Light to build biologically active compounds

Photocatalyst builds 3D scaffolds from flat aromatics

18-Nov-2019 - Germany

Some of the most biologically active molecules, including synthetic drugs, contain a central, nitrogen-containing chemical structure called an isoquinuclidine. This core has a three-dimensional shape which means it has the potential to interact more favourably with enzymes and proteins than flat, two-dimensional molecules. Unfortunately methods to make isoquinuclidines and the related dehyrdoisoquinuclidines suffer from a number of drawbacks which make it more difficult for scientists to discover new medicinal compounds. A team of researchers led by Prof. Frank Glorius at the University of Münster have now published a new method of enabling this reaction.

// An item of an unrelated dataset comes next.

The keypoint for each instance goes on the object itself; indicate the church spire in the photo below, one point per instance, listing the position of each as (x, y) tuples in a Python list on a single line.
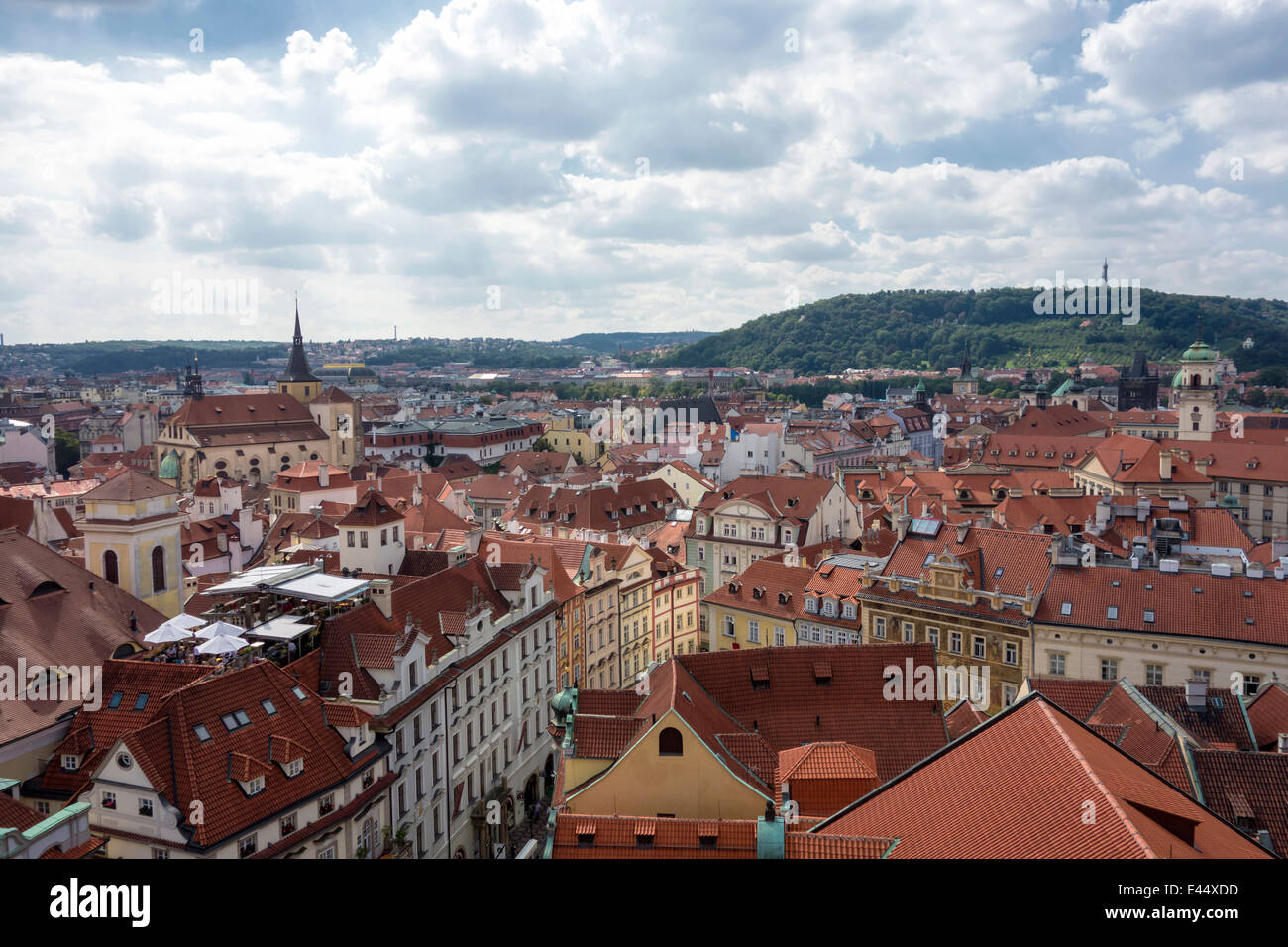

Several methods for the preparation of three-dimensional core structures involve the addition of another molecule across a flat structure. The internal bonds of both molecules are reorganised to create new bonds between them in a transformation called a cycloaddition. In the case of isoquinuclidines, there is a high energy barrier to this chemical reaction since the flat starting molecule, a so-called pyridine, is very stable. This means that simple heating of the reaction is not enough to allow it to occur.

In the newly developed method, a special “photocatalyst” is able to transfer light energy from blue LEDs to excite a carbon-carbon double bond containing starting material to a high energy state. The excited molecule is then capable of addition into a nearby pyridine to give a dehydroisoquinuclidine. The scientists disclosed 44 examples of these compounds, which could afterwards be transformed into isoquinuclidines and other useful structures.

A highlight of the research is the recyclability of the photocatalyst, which can be used more than ten times without any decrease in its activity. The scientists also carried out experiments to understand the mechanistic details of how the reaction works, supported by computational calculations.

“We hope that the work will inspire other chemists to explore the area of so-called ‘energy-transfer catalysis’ and that easier access to these valuable molecules will accelerate the development of new drug molecules,” says Dr. Jiajia Ma, first author of the study.